Oui, tant que les gens demeurent persuadés que la transition n’impliquera aucun sacrifice pour eux, cela ne permettra pas d’avancer, sauf en manifestation. Un politicien ne peut pas ramer à contre courant. Tant que l’opinion est persuadée que ce n’est pas à elle de faire des efforts, toute personne qui en demandera sera forcément battue.
Concilier lutte contre la vie chère et lutte contre l’inaction climatique est-il possible ?

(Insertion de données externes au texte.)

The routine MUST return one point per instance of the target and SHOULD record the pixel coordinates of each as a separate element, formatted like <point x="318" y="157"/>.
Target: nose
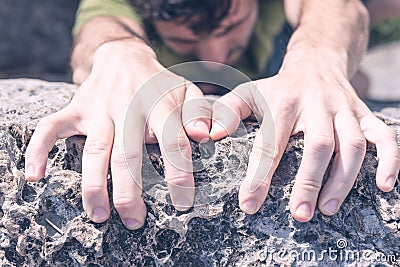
<point x="213" y="49"/>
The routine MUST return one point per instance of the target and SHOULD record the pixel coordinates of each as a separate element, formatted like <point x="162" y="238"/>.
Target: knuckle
<point x="92" y="191"/>
<point x="310" y="184"/>
<point x="120" y="159"/>
<point x="321" y="144"/>
<point x="267" y="151"/>
<point x="96" y="147"/>
<point x="358" y="146"/>
<point x="46" y="122"/>
<point x="391" y="134"/>
<point x="180" y="143"/>
<point x="124" y="203"/>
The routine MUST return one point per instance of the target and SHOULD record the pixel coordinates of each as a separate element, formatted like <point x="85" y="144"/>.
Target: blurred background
<point x="35" y="38"/>
<point x="35" y="42"/>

On peut cacher les vrais coûts de la transition. C’est d’ailleurs ce qu’on fait depuis longtemps. On subventionne les panneaux photovoltaïques avec une taxe sur la facture d’électricité. Toutes les politiques consistant à imposer des normes anti-pollution pour les véhicules ou maisons neuves ont augmenté de manière importante les coûts de construction. Et on le cache aux ménages. C’est une stratégie qui a ses limites car augmenter les coûts réduit la compétitivité des entreprises du secteur. L’autre stratégie, c’est au contraire d’avoir des débats publics révélant l’existence de ces coûts. C’est un débat qu’on aurait dû avoir et que l’on n’a pas eu, y compris pendant la Convention citoyenne pour le climat. Il nous faudra un jour tenir le discours du sang, des larmes et de la sueur dans la guerre mondiale contre le réchauffement climatique, sinon on n’y arrivera pas.

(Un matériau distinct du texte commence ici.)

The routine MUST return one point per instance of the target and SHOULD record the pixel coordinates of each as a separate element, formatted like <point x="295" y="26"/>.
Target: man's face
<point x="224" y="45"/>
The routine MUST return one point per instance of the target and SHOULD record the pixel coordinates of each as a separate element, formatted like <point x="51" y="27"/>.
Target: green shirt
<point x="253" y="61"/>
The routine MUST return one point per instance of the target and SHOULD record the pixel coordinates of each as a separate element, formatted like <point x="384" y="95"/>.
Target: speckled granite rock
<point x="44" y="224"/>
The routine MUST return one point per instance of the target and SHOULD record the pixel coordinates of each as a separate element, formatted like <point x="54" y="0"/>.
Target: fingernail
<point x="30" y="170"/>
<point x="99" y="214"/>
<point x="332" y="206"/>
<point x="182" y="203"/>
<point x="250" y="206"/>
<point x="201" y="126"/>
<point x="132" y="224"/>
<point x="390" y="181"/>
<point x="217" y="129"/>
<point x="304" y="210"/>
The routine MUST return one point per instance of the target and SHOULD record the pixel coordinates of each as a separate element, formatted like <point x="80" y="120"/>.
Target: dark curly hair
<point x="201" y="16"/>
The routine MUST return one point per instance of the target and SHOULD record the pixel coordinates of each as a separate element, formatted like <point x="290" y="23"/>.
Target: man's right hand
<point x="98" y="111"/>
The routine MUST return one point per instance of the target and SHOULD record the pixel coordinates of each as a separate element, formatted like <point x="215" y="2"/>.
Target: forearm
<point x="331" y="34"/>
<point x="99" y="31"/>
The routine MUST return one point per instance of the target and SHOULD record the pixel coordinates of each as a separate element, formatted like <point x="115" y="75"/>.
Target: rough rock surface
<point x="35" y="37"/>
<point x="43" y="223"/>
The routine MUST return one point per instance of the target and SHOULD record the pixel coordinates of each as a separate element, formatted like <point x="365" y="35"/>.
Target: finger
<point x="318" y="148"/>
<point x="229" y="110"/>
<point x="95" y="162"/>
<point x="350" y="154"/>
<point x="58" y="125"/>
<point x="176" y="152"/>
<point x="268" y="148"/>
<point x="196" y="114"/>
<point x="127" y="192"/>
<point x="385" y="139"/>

Il y a toujours l’espoir de développer des technologies permettant de produire des énergies renouvelables décarbonées à des coûts plus faibles que ceux de l’extraction du pétrole saoudien. Aujourd’hui, c’est 1 ou 2 $. C’est le techno-optimisme qui s’oppose de manière cyclopéenne à la décroissance. Le débat public tourne entre ces deux idées, mais la réalité est entre les deux. On ne peut pas faire le pari de technologies décarbonées, on peut l’espérer mais on ne peut pas attendre qu’elles arrivent. Il faut agir, fortement, y compris par des actions relativement peu coûteuses. Baisser la température de quelques degrés, prendre une douche moins longue, ça ne coûte pas grand-chose en bien être et ça rapporte gros dans la lutte contre le réchauffement climatique et notre souveraineté énergétique.
Un coût partagé par tous sera donc moins important que s’il n’est supporté que par certains acteurs ?

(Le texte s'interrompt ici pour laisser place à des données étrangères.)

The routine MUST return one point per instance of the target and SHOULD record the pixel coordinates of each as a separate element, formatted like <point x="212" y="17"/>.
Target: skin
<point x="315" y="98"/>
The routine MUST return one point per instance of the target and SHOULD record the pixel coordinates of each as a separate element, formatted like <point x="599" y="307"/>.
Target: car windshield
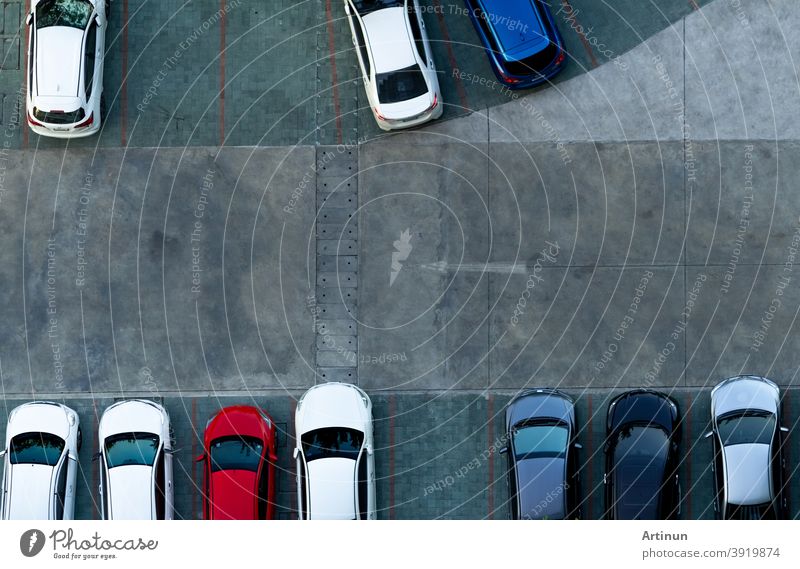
<point x="236" y="453"/>
<point x="131" y="449"/>
<point x="364" y="7"/>
<point x="36" y="448"/>
<point x="58" y="117"/>
<point x="748" y="428"/>
<point x="540" y="441"/>
<point x="331" y="443"/>
<point x="70" y="13"/>
<point x="401" y="85"/>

Il faut évidemment protéger les plus vulnérables et les plus modestes des coûts de la décarbonation. On peut le faire avec une fiscalité carbone. Mais il faut malgré tout mobiliser tout le monde et faire réaliser les responsabilités individuelles.
La taxe carbone est-elle une solution ?
Elle ne fait que révéler le coût de la transition énergétique. Elle n’est pas responsable de l’inflation. La transition énergétique va coûter beaucoup d’argent. Et que vous la mettiez en œuvre par une taxe carbone, des interdictions, des normes ou des subventions, cela va coûter de l’argent. Les entreprises n’ont pas de trésor magique pour compenser ces coûts. La taxe carbone à l’avantage d’être totalement explicite sur le coût. Mais celui-ci sera payé quoi qu’il arrive.
Quelles sont les mesures concrètes à mettre en place ?
L’interdiction des chauffages des terrasses était une évidence. Imposer une surtaxe pour le kérosène des jet privés pourrait l’être aussi. Il faudra aussi interdire l’utilisation du charbon pour produire de l’électricité. On ne le fera pas pour l’instant, car nous avons besoin du charbon en raison de la guerre en Ukraine.
Comment rendre le coût de la transition socialement accepté et acceptable ?
Le problème est que cette transition coûtera beaucoup d’argent aujourd’hui mais que ce sont les générations futures qui en profiteront. Et celles-ci ne sont pas encore nées et n’ont pas le droit de vote. On demande des sacrifices aux générations présentes. La seule solution, à court terme, c’est d’au moins protéger les plus modestes en utilisant une partie de la fiscalité carbone à venir par exemple.